Part of the reason for that is less curiosity than a kind of resentment. The teens are worried that their own deaths maybe misunderstood or misused if they’re discovered with this randomer in their midst. What if he’s the victim of a serial killer and everyone thinks they are too, never getting the message that each of them was desperate to send with their deaths? One young man who is dying to get back at a neglectful mother by denying her a life insurance pay out is worried it might backfire and she’d end up quids in if the police decide he’s a murder victim and not a suicide. He decides to live (for the moment at least) almost all out of spite.

Spite is, it seems, a powerful motivator in one sense or another. What most of our teens want isn’t really death but freedom, an end to pain or suffering. Suicide rates spike in September because bullied students can’t bear the thought of returning to school. Bullying is indeed the reason one of our teens wants to die, only the instigator was a teacher who led his class to victimise an innocent student solely for the crime of being an “annoying” person. Another teen, meanwhile, was bullied until he finally snapped, pushing his aggressor down a flight of stairs. Unable to live with the guilt, he too feels he can’t go on.

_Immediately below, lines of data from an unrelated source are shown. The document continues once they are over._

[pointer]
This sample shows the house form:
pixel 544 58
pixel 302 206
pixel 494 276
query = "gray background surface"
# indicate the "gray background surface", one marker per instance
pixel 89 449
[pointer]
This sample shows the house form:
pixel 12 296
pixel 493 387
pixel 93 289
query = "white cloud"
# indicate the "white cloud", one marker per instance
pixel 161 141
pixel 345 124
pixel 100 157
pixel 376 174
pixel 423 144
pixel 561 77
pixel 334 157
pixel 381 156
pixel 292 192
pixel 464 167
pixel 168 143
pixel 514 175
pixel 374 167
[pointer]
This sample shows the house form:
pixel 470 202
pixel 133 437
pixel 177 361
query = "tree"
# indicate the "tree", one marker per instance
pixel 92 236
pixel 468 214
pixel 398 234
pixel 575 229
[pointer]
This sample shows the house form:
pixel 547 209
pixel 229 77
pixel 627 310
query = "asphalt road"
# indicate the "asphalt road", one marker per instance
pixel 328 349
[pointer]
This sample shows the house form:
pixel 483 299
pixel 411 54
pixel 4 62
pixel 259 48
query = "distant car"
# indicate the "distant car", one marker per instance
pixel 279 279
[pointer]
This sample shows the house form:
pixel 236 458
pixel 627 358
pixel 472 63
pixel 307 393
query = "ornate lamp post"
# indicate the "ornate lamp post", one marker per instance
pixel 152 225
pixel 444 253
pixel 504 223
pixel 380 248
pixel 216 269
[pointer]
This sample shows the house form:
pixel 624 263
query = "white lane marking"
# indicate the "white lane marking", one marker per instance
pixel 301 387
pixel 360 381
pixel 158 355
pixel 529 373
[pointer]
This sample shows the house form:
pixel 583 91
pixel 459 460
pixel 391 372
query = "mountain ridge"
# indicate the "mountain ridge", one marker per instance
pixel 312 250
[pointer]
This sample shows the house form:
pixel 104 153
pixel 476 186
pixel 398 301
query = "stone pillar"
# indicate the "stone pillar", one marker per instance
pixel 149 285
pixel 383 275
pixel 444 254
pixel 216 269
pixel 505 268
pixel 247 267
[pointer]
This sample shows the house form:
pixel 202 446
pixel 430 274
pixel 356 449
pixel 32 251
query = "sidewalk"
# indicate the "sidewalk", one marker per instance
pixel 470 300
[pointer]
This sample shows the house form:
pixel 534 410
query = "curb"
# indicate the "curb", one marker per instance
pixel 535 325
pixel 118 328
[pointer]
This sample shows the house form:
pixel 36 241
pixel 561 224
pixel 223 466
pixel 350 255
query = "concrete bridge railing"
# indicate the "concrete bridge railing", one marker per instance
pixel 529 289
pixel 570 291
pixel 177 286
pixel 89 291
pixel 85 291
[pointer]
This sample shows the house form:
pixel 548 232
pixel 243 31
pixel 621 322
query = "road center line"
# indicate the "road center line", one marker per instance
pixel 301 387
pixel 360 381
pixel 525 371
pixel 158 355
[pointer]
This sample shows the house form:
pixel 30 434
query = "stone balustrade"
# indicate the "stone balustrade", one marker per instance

For the girls, the lack of control is all the more obvious. One young woman walks around with a surgical mask covering her face, not because she’s hideously burned but because she’s fantastically beautiful. One of Japan’s many celebrity idols, she’s on the cover of a thousand teen magazines but doesn’t recognise herself in the images that she sees and resents the way in which her existence is micromanaged by others. She wants to die as a means of seizing her own agency, to prove that her life and her individuality were valid and mattered as distinct from the fake persona created by her managers. Her fame endangers the mission of the group’s most emo member who declares that the mass suicide should be bomb detonated under an indifferent society, that she’s dying to reject her existence and rebelling against having been born.

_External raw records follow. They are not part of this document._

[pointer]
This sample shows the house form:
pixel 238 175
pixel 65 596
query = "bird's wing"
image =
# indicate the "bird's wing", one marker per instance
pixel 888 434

Like some of the others, she’s a survivor of abusive parenting and resents having been given a “meaningless” life. A few of the other teens feel the same but for different reasons, they are suffering longterm or terminal health conditions and resent both their fates and being forced to live on without hope. They choose death now to prove they have a choice and are leaving on their own terms, not those of the universe.

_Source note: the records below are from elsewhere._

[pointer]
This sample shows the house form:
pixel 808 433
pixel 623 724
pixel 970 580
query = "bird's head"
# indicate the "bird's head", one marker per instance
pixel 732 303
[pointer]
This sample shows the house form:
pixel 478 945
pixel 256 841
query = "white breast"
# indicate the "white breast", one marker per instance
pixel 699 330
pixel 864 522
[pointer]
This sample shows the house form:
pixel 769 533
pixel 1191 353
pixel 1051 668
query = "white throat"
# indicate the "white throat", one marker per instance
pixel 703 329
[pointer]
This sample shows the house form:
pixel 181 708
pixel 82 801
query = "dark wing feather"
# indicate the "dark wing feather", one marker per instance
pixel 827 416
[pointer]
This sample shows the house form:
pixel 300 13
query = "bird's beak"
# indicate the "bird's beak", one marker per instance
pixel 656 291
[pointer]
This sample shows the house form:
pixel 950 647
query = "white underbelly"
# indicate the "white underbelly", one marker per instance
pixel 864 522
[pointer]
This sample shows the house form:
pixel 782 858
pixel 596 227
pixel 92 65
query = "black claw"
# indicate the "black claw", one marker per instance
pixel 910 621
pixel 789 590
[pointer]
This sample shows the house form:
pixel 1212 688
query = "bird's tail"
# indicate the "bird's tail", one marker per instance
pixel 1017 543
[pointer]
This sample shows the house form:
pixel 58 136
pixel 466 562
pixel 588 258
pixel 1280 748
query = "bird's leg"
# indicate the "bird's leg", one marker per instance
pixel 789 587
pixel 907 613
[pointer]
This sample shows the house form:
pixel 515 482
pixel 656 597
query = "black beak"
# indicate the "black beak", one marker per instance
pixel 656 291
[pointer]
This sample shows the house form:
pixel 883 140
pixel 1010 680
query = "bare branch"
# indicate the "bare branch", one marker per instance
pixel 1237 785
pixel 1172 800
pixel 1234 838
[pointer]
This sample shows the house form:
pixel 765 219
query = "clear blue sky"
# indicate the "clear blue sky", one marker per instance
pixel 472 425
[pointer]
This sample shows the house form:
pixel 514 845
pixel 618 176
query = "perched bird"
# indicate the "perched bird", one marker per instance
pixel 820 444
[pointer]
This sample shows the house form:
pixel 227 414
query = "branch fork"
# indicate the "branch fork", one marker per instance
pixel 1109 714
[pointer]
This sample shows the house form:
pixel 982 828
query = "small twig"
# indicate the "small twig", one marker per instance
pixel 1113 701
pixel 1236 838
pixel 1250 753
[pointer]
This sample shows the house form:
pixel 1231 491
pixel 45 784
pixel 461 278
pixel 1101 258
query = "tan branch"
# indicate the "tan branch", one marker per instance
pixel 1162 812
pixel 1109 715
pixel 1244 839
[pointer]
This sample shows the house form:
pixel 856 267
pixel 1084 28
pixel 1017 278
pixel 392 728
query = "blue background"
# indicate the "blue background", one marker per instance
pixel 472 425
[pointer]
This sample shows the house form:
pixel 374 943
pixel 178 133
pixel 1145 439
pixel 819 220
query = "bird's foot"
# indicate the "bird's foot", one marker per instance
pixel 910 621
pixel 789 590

Eventually the conclusion that they come to is that to live is also a choice. Working together to solve the mystery of the unexpected guest, they begin to understand a little of each other’s lives and their own, bonding in a shared sense of futility that slowly drifts into a rejection of the nihilism that had convinced them that their only choice was death. A strangely uplifting experience, 12 Suicidal Teens is a dark celebration of life that makes a virtue of endurance and finally finds meaning in commonality and the simple joy of empathic connection.